Ein Kommen und Gehen von hochrangigen Offizieren jeglicher Couleur. Am Eingang meldete ich mich beim Wachoffizier. Nachdem er ein Telefonat geführt hatte dauerte es nur einen kurzen Augenblick als auch schon ein Funkmaat sich meiner annahm und mit mir von der Abteilung Heer zur Abteilung Marine ging.

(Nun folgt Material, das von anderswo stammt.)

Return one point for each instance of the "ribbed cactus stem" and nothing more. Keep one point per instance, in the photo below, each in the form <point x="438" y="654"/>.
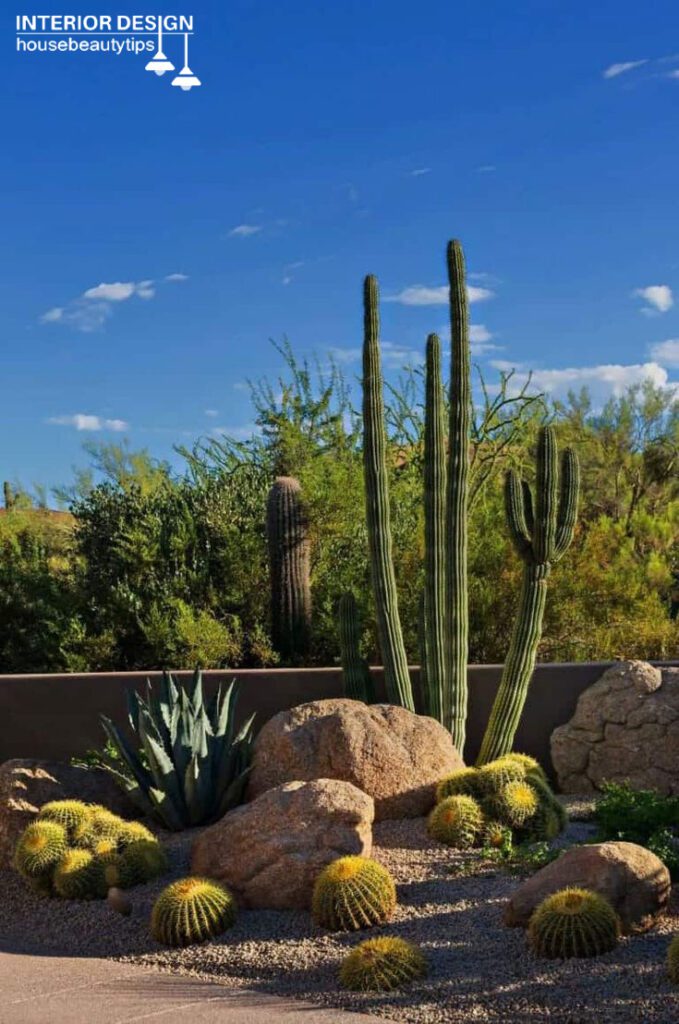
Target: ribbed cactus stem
<point x="433" y="668"/>
<point x="356" y="676"/>
<point x="540" y="542"/>
<point x="289" y="561"/>
<point x="396" y="676"/>
<point x="457" y="629"/>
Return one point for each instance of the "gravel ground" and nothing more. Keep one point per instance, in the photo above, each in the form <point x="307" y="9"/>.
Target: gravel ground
<point x="479" y="970"/>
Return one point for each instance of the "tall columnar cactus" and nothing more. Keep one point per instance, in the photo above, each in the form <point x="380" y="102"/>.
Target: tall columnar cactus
<point x="287" y="531"/>
<point x="396" y="676"/>
<point x="541" y="539"/>
<point x="432" y="628"/>
<point x="457" y="625"/>
<point x="356" y="677"/>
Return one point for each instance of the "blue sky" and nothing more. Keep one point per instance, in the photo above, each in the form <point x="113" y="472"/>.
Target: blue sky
<point x="156" y="240"/>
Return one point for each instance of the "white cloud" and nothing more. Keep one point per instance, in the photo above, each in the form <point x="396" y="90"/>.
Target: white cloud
<point x="620" y="69"/>
<point x="420" y="295"/>
<point x="245" y="230"/>
<point x="601" y="381"/>
<point x="85" y="421"/>
<point x="52" y="315"/>
<point x="666" y="352"/>
<point x="659" y="297"/>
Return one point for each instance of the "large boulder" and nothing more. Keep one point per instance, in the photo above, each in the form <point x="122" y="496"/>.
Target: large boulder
<point x="634" y="881"/>
<point x="269" y="852"/>
<point x="626" y="727"/>
<point x="392" y="755"/>
<point x="27" y="784"/>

Dies war jetzt der Bereich SKL Chef MND III (Seekriegsleitung Marinenachrichtendienst Funkaufklärung), Kapitän Kupfer. Ich bekam einen Laufzettel, der seinem Namen alle Ehre machte. Ein Herr in Zivil, er mochte Mitte Vierzig sein, ging mit mir innerhalb der Dienststelle, die für meine Angelegenheit zuständig war, die einzelnen Anlaufstellen ab und erledigte mit mir die Anmeldungen.
Im Bereich der Entschlüsselungsabteilung musste ich vor dem Entree auf ihn warten. Da gab es für mich kein weiter mehr. Es war dort Betrieb wie im alten Rom.

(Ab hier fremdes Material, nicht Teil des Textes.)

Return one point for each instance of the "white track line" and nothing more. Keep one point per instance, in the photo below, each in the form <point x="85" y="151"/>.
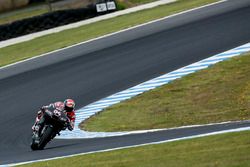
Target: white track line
<point x="139" y="145"/>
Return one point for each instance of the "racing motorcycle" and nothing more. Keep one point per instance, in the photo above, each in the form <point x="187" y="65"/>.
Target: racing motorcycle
<point x="53" y="122"/>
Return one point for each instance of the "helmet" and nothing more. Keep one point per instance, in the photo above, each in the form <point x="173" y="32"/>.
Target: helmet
<point x="69" y="105"/>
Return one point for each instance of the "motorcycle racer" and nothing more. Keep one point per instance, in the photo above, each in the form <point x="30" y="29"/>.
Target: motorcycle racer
<point x="68" y="106"/>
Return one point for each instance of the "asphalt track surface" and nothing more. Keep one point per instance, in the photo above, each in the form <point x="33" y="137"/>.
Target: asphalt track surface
<point x="100" y="68"/>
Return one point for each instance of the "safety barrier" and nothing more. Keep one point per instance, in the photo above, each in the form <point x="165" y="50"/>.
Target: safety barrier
<point x="47" y="21"/>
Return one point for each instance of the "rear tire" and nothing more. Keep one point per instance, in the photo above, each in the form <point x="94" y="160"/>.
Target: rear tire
<point x="45" y="138"/>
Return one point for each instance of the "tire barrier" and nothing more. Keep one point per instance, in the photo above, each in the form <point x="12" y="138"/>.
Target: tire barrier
<point x="47" y="21"/>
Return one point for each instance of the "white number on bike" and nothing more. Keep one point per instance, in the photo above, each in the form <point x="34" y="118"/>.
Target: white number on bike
<point x="57" y="113"/>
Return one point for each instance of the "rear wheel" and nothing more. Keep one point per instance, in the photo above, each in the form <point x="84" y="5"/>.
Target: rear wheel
<point x="45" y="138"/>
<point x="34" y="145"/>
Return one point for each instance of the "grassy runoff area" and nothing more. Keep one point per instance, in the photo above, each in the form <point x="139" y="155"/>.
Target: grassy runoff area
<point x="66" y="38"/>
<point x="225" y="150"/>
<point x="216" y="94"/>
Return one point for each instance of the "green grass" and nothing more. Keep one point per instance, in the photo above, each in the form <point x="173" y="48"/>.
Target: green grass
<point x="225" y="150"/>
<point x="52" y="42"/>
<point x="219" y="93"/>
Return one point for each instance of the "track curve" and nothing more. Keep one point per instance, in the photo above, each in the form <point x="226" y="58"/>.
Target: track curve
<point x="109" y="65"/>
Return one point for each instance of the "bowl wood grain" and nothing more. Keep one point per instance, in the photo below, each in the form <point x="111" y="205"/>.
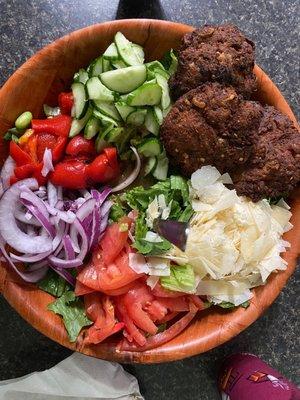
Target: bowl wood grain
<point x="39" y="81"/>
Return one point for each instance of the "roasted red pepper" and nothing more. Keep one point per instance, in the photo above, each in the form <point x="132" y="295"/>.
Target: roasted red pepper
<point x="65" y="102"/>
<point x="59" y="126"/>
<point x="105" y="167"/>
<point x="79" y="145"/>
<point x="79" y="172"/>
<point x="70" y="173"/>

Die ganze Atmosphäre in diesem Haus wird von Herbert Rittlinger in seinem Buch „Geheimdienst m.b.H.“ auf Seite 47 treffend beschrieben.

Tirpitzufer 80

„Dort gingen Generäle und Admiräle ein und aus. Ein schlichter Gefreiter fiel da nicht weiter auf. Übersah er einmal, ihn ohne Ehrenbezeugung passieren lassend einen Admiral oder General, hatte er keine Weiterungen zu befürchten. Hatte der Gemeine die Hand gar zum Hitlergruß erhoben (was, sofern der Ehrenbezeugende barhäuptig, bereits dienstliche Vorschrift war), hätte er nur allgemeine Verwunderung hervorgerufen.)

In einigen Berichten und Prosaerzählungen welche sich mit dieser Zeit befassen, ist mir mehr als einmal das Tirpitzufer 80 begegnet. Immer im Zusammenhang mit Agenten, Gegenspionage, Abwehr, Aufklärung und so weiter.

Mit meinem Laufzettel fuhr ich nach NeukölIn. In der Boddinstraße war die Kleiderkammer untergebracht. Hier ließ ich meinen Seesack stehen. Zum Essen und Schlafen ging es raus nach Langwitz. Meine neuen Papiere bekam ich in der Bissingzeile, Schöneberg. Bei dieser Aktion wurde ich wieder von dem (Welt-) Mann in Zivil begleitet.

Bis dahin war ich noch in meiner Marineuniform unterwegs. Nun stellte er mir die Frage:
„Wollen sie sich einen Zivilanzug von zu Hause holen oder einen aus der Kleiderkammer?“ Ich natürlich: „Ich hole meinen eigenen.“

Mal eben einen Urlaubsschein für drei Tage ausstellen lassen und dann ab Bahnhof Zoo Richtung Heimat.

Meine Eltern und Schwestern fielen aus allen Wolken, als ich in der Haustüre stand. Als ich dann noch sagte: „Ich will mir meinen Anzug holen, ganz geheim“, da wussten sie nicht mehr was sie sagen sollten.

Wieder in Berlin hatte ich noch zwei Tage Zeit, um alles zusammen zu stellen, was ich mitnehmen musste. Endlich war es soweit. Schnell noch ein Passbild gemacht. Photomaton, das Bild war auch danach.

In letzter Minute musste mein „Einweiser“ noch zum Auswärtigen Amt, um den Kurierausweis abzuholen. Dann brachte er mich mit meinem Gepäck, drei Koffer, ein Sender, zum Anhalter Bahnhof.